Top executives from Sony Music and BMG will take center stage in Brussels this week for the European Commission's oral hearing on the proposed merger of the companies.
BRUSSELS -- Top executives from Sony Music and BMG will take center stage in Brussels this week for the European Commission's oral hearing on the proposed merger of the companies.
The June 14-15 hearing with the EC's competition department is one of the final and crucial stages in the merger process.
During the closed-door hearing, the execs are expected to counter accusations of price-fixing, market collusion and collective dominance that the EC claims are already prevalent in the music market.
Other interested parties, such as European independent labels trade body Impala, are also expected to present their views on the merger during the hearing.
As an executive at one of the companies involved says, "It will be our job to convince (the EC) that we have a sound case."
The EC -- the European Union's executive authority -- last month sent Sony and BMG a preliminary report, the Statement of Objections (SO), on the proposed merger.
The most serious charge in the document, an edited copy of which was obtained by ELW, relates to price collusion between the majors, described in the SO as "parallelism."
"The Commission considers that the majors have been coordinating on the prices of a large part of their sales," the SO says.
The statement says that the majors' pricing policies are coordinated through an alignment of the published price to dealer (PPDs) of hit CD albums. "The Commission found it extremely easy for majors to monitor those PPDs at which new expected hit albums are released because those PPDs are publicly available in the major's catalogs," it says.
The EC considered that "there is sufficient evidence that majors are aware of each other's commercial terms."

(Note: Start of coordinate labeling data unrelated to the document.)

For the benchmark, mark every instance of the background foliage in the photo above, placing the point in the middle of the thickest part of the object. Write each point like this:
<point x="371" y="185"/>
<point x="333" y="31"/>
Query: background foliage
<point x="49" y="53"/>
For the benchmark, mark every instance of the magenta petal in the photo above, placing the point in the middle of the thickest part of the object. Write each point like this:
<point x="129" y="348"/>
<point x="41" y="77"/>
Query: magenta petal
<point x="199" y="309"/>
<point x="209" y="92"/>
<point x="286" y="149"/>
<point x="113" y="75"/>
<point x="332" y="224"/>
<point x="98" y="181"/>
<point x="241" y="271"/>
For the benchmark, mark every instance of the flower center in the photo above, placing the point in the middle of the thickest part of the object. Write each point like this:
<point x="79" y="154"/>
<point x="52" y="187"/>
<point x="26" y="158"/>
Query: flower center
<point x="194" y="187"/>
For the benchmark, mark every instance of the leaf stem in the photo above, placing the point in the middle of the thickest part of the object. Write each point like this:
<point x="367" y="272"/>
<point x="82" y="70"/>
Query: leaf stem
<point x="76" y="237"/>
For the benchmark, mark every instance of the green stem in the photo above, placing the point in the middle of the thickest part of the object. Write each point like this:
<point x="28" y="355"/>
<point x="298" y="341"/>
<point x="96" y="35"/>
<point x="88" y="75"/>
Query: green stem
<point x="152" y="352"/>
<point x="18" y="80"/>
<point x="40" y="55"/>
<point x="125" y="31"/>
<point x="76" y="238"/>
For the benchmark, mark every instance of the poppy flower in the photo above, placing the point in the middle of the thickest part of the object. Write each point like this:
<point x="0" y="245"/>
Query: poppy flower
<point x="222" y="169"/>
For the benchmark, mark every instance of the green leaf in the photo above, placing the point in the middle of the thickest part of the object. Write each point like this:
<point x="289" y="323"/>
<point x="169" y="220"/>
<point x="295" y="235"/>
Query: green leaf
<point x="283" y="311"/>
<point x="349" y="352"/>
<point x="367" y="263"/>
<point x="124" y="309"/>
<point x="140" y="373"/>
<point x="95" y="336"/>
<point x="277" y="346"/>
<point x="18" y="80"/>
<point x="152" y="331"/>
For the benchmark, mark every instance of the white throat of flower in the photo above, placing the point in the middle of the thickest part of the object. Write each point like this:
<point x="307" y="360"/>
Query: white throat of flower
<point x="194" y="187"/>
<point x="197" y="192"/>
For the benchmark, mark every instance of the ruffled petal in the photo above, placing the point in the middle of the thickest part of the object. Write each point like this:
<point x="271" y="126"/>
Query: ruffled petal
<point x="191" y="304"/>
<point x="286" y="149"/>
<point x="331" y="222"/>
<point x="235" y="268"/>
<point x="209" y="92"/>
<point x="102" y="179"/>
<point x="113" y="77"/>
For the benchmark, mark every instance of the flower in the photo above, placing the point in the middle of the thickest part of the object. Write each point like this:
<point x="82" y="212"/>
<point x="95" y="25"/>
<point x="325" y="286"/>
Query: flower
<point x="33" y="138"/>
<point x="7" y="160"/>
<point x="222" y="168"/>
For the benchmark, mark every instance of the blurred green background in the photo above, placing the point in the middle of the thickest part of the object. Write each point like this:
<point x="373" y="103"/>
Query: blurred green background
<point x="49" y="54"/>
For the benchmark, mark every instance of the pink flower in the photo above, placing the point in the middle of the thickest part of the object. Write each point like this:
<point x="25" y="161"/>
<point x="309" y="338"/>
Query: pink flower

The EC accepts that the existence of list prices "is not in itself indicative of collusion," but the data collected for the SO indicates that they have been used in a manner that is suggestive of "coordination."
Sony and BMG say the existence of discounts shows that there is no collusion. But the Commission says this does not significantly alter prices: discounts vary but are broadly stable over time, the EC says, and they tend to stay within the 5% limit.
The EC notes that "most majors have left real prices practically unchanged in the face of a falling demand." It adds, "In the light of this remarkable stickiness of prices over the years in the face of a changing market environment, and given the many aspects of the market that are conducive to cooperation, the Commission is of the opinion that the pricing policies adopted and particularly the decisions to stabilize prices during the years examined were the result of coordinated action."
Overall, it is the entire structure of the music market that the SO criticizes, saying it is endemically "conducive to coordination."
The SO identifies a number of factors that allegedly facilitate coordination. Among these are product homogeneity in format and use; a limited number of relevant price points (PPDs); a limited number of relevant albums; the weekly publication of charts; the stability of the customer base; and the relative stability of market shares over time. Also, the SO points to the high number of multi-market contracts due to the vertical integration of the majors; numerous structural links between majors, such as joint ventures for compilations, and licensing and distribution agreements; common membership in industry associations; and common negotiations of royalty rates.
The SO concludes: "Sony and BMG would significantly enhance a situation of collective dominance in which the majors try to align their pricing policies."
The 51-page SO devotes relatively little attention to the vertical integration from possible tie-ups between the merged Sony BMG and Bertelsmann's TV arm RTL Group or Sony's online services. There are just three pages devoted to vertical concerns on online music distribution. Of music publishing, the SO says it is likely a merger "would appreciably restrict competition."
The EC also warns of "the proposed merger strengthens a position of collective dominance of the majors in the wholesale market for online music." The SO says it is extremely difficult, if not impossible, to operate an online service without the repertoire of all major record companies. And it says, with the imminent launch of Sony Connect in the EU, there is a risk that Sony could use its position in the joint venture to deny competitors access to its library, or that it could discriminate against rivals via usage rules, release dates or download formats.
"The Commission has come to the preliminary view that the notified concentration is incompatible with the common market," the SO concludes. "It would strengthen a collective dominant position in the market for recorded music and in the wholesale market for licenses for online music, as a result of which effective competition would be significantly impeded."
The powerful indictment against the merger recalls the EC's response four years ago, when its fierce SO on the planned EMI-Warner merger forced those companies to call off their venture.
But one Brussels-based lawyer involved in the music business says he is not surprised at how much is in the SO. "It is only natural for the Commission to throw in the kitchen sink, including every possible argument that might emerge on the merger," he says.